Instant output of the summit: Pledge of Commitment signed by Santiago, Vice Mayor Jimmy Lazatin and all the stakeholders “to implement and initiate policies and solutions; and abide by the traffic laws towards a more sustainable road, transport and traffic management in the City of San Fernando.”
Five months after, summit pa more!
Already bad, bad, bad, the traffic situation in the City of San Fernando has gone even worse, worse, worse after the summit. Where traffic was very light – at the St. Jude junction of Lazatin Blvd and MacArthur Highway – it is now really heavy.
Where traffic was only moderate – at the SACOP, Del Rosario and Sindalan intersections – it is now full-blown heavy. Ditto the Sto. NinoLazatin Boulevard intersection going all the way to the Capitol. Shudder to think how worst in extremis it will be once Megaworld starts constructing – and ultimately, operating – its massive Capital Town project there.
Where traffic was heavy – morning and evening rush hours at the Bacolor EPZA and Paning crossings of MacArthur Highway – traffic is already hellish. Wait for SM Telabastagan to open and we shall behold carmaggedon.
Where traffic was routinely heavy – the whole Dolores stretch of MacArthur Highway – it is routinely heavier.
So, pledge and commit pa more!
Abide by traffic laws? Not in the City of San Fernando – where they are never wanting in enactment and posting. But ever waiting for enforcing.
“No helmet, No travel.” Ay, more honored in the breach than in the observance. At signalized intersections: Red for Stop, Green for Go – tell that to jeepney drivers and motorcyclists.
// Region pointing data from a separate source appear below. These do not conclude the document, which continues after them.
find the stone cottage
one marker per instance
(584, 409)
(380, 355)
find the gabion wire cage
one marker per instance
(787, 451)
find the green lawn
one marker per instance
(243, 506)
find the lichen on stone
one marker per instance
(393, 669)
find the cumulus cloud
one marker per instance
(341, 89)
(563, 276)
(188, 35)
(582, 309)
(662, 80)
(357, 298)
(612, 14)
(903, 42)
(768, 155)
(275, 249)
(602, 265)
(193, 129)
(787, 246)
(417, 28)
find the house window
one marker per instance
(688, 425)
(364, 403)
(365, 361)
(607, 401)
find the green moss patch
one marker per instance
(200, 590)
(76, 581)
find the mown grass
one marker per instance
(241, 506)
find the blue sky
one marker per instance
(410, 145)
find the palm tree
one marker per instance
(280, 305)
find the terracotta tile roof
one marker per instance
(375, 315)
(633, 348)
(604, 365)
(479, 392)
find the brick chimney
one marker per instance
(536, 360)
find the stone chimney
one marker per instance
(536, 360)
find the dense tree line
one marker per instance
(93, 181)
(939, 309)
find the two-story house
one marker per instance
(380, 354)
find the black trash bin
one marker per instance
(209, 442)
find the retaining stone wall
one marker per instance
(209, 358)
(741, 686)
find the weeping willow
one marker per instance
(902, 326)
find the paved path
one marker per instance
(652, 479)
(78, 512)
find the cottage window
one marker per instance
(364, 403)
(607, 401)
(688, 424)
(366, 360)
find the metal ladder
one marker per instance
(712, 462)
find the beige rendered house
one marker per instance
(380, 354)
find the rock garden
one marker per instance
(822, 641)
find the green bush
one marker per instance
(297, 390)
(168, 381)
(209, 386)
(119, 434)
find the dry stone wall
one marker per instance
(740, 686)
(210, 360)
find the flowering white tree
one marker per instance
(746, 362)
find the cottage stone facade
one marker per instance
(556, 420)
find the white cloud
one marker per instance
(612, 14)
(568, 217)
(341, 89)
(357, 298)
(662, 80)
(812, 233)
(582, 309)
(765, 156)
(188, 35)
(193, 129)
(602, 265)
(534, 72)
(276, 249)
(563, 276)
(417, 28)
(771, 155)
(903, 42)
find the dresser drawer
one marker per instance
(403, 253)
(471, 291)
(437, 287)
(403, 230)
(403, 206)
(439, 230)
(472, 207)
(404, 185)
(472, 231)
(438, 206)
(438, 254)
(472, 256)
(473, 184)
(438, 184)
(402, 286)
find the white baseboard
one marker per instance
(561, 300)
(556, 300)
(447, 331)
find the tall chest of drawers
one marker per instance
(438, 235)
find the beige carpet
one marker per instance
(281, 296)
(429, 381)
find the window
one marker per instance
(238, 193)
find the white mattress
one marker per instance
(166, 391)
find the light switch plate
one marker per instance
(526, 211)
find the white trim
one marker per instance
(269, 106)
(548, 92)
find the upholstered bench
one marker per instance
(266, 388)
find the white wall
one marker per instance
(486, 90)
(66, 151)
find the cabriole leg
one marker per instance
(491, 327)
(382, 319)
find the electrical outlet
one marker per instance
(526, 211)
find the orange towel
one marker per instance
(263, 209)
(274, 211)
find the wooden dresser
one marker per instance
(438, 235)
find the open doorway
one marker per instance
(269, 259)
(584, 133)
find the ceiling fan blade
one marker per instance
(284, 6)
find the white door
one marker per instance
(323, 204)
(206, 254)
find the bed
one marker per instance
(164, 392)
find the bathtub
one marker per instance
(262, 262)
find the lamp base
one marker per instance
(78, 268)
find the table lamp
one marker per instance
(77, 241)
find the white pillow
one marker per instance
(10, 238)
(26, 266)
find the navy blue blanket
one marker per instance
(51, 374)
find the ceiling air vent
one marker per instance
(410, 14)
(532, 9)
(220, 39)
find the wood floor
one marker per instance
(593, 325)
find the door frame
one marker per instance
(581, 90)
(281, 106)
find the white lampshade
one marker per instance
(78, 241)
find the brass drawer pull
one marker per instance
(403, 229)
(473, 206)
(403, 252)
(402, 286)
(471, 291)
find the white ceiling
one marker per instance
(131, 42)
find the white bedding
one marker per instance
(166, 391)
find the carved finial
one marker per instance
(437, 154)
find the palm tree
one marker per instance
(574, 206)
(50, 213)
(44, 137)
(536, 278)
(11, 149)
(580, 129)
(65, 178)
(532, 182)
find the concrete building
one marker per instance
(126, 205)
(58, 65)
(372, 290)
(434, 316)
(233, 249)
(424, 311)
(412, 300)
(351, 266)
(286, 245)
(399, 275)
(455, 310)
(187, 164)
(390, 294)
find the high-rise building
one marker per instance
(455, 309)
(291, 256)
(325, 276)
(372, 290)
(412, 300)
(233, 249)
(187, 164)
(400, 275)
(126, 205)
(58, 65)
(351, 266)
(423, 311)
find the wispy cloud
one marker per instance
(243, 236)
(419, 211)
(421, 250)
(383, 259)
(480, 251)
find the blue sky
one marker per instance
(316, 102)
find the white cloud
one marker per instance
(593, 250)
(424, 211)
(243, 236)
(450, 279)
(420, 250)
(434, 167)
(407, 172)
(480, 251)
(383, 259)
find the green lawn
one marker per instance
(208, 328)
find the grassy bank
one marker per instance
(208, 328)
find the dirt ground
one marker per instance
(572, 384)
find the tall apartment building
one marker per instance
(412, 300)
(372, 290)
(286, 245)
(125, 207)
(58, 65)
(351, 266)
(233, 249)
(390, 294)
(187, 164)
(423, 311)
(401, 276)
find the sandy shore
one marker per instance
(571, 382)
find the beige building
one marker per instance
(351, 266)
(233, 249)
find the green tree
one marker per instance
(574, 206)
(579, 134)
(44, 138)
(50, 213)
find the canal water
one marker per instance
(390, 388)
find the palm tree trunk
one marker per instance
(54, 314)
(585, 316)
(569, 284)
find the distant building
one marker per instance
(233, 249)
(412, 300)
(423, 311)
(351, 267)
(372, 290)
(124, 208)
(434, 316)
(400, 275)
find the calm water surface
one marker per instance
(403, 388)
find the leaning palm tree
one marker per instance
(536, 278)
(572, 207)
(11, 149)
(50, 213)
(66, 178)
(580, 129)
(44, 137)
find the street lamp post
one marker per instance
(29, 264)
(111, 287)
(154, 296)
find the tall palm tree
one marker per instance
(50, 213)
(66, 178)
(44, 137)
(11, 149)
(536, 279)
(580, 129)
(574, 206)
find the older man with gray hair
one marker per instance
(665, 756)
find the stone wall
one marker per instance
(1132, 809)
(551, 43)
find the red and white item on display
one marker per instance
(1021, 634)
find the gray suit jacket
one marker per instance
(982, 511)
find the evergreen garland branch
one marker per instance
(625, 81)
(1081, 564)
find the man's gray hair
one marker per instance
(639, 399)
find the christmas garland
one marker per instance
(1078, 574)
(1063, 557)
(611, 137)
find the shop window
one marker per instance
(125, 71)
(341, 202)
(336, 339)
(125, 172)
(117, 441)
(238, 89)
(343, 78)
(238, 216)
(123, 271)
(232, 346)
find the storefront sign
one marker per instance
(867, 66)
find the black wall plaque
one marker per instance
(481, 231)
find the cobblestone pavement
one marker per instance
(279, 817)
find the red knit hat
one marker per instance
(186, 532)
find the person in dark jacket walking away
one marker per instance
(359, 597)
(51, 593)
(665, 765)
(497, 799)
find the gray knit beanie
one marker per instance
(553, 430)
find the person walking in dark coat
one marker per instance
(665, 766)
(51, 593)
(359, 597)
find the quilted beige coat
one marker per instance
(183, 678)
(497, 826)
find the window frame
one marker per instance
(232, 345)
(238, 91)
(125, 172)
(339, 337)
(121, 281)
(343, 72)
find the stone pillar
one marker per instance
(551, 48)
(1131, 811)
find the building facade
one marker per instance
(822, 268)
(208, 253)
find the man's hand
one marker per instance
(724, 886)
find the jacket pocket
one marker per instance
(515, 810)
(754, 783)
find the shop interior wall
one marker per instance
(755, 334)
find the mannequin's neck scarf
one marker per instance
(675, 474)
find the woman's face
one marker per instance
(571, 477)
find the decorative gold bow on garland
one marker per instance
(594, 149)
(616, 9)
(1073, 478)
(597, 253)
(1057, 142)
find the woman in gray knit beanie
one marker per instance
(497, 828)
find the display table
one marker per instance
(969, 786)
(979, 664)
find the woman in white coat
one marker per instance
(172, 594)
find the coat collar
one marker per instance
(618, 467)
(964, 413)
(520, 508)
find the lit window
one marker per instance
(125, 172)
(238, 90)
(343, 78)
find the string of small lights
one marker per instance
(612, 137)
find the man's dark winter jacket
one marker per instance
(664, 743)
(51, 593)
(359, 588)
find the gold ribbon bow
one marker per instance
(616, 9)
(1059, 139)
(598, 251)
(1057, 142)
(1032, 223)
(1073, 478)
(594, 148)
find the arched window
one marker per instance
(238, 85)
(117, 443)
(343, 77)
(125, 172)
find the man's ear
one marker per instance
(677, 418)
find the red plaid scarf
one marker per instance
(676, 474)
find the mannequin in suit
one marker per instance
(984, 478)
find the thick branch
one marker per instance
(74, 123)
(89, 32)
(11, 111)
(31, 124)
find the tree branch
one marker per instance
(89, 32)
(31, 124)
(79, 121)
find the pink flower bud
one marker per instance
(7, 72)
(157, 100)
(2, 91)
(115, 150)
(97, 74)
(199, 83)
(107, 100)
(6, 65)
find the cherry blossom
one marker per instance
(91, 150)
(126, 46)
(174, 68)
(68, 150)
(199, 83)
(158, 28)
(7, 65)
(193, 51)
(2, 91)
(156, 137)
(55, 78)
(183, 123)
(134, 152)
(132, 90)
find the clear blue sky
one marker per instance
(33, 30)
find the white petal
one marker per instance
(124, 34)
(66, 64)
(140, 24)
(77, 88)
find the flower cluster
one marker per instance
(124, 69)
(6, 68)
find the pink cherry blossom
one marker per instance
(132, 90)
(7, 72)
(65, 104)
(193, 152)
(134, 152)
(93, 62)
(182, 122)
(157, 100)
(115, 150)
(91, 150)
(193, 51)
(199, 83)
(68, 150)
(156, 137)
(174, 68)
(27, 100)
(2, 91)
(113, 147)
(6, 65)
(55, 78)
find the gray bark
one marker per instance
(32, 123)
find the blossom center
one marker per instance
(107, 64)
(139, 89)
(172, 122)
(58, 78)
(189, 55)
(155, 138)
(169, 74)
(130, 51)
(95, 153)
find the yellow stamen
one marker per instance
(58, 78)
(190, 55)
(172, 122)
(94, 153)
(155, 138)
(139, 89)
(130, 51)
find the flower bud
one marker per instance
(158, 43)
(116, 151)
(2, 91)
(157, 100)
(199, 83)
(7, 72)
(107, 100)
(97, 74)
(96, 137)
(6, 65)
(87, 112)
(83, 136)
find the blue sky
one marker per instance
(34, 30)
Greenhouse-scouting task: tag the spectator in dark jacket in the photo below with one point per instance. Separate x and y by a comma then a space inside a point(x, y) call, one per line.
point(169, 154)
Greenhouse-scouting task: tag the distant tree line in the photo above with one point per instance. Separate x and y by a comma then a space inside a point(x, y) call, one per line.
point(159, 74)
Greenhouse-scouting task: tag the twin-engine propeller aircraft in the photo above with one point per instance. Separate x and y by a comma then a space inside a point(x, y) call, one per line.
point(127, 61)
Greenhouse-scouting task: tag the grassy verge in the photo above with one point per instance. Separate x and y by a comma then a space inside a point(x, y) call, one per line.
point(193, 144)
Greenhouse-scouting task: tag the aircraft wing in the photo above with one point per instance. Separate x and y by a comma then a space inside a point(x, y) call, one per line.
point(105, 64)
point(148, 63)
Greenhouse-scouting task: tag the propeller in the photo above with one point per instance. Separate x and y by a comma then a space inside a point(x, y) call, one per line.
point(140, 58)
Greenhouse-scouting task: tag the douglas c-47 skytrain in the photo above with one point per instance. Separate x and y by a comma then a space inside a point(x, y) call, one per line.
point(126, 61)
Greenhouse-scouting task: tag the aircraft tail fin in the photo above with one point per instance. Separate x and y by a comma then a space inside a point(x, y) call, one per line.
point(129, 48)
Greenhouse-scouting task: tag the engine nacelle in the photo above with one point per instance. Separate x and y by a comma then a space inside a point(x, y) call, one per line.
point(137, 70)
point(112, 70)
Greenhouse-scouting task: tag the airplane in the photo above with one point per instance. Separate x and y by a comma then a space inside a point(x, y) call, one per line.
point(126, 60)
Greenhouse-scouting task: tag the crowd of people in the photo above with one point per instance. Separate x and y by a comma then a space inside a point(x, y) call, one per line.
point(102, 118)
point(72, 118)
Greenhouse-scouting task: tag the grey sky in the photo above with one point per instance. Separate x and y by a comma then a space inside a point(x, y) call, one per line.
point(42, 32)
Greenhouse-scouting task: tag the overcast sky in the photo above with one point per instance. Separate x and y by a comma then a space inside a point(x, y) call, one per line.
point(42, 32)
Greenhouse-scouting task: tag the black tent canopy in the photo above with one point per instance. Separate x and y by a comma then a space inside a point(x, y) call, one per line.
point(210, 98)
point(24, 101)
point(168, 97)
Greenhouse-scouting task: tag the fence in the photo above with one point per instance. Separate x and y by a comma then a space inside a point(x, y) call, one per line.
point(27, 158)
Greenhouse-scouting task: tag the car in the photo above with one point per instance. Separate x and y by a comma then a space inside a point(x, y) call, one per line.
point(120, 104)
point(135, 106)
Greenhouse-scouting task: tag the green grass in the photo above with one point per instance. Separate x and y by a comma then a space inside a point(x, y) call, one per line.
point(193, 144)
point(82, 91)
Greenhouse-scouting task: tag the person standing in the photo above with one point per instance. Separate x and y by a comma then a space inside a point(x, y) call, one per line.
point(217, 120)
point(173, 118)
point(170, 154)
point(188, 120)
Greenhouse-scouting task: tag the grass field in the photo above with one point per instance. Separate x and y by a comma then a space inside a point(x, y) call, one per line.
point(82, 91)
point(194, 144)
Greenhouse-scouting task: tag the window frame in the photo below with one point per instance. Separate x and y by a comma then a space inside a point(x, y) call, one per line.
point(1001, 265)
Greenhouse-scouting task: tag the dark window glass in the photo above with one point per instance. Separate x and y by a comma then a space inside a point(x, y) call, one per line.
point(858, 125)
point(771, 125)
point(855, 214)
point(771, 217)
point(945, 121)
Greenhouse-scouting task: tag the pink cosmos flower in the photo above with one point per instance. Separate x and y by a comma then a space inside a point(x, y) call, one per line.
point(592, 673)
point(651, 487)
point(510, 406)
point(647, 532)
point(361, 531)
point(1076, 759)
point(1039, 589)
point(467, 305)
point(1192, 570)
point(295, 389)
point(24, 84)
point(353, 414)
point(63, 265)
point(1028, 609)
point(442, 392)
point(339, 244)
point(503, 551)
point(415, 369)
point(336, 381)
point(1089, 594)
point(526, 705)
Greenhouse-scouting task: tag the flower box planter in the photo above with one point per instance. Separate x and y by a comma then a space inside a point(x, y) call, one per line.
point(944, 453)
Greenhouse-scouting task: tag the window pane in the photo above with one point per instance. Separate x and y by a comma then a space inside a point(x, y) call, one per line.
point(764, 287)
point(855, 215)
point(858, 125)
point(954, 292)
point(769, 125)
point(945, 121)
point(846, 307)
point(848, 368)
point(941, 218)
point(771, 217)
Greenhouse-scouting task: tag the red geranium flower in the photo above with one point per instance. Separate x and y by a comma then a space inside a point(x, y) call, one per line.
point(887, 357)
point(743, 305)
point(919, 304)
“Tricycles are not allowed on major highways – DILG MC 001-2007.” Just about the most violated road regulation ever contrived, and the least, ay, never, enforced order by the LGUs. And the DILG still awards them the Seal of Good Governance. It cannot get any stupider than this.
“Bawal ang Magbaba/Magsakay Dito.” All jeepney drivers are too illiterate to understand, therefore, to follow this. Wonder how they passed the requisite Land Transportation Office tests for their professional driving license.
The bitterest irony of it all is that the office of the City of San Fernando Traffic Management Division is situated right under that flyover at the Dolores Junction.
If not only for the inconvenience it would cause the thousands of motorists and the commuting public that use it daily, it would be justifiable schadenfreude to wish that flyover – under the weight of all those overloaded heavy vehicles – would fall and crash on the inutile TMD office underneath.
Improper, yes, definitely unchristian, but that is no impossible wish. In November 2011, the Colgante Bridge connecting Apalit and Macabebe towns collapsed under the weight of three overloaded dump trucks. Just like CSF’s flyovers, a 14-ton limit was also imposed for vehicles crossing Colgante Bridge. The sufferings of the people of Macabebe and Masantol – going over unpaved, bumpy detours – dusty in summer, muddy during rains – took over a year or two before the bridge was completely reconstructed.
Vis-à-vis the San Fernando flyovers, the fall of Colgante Bridge is too dire a warning to ignore.
Aye, if only for the spirit of charity permeating this Christmas season, we shall refrain from calling out the city government…estupido.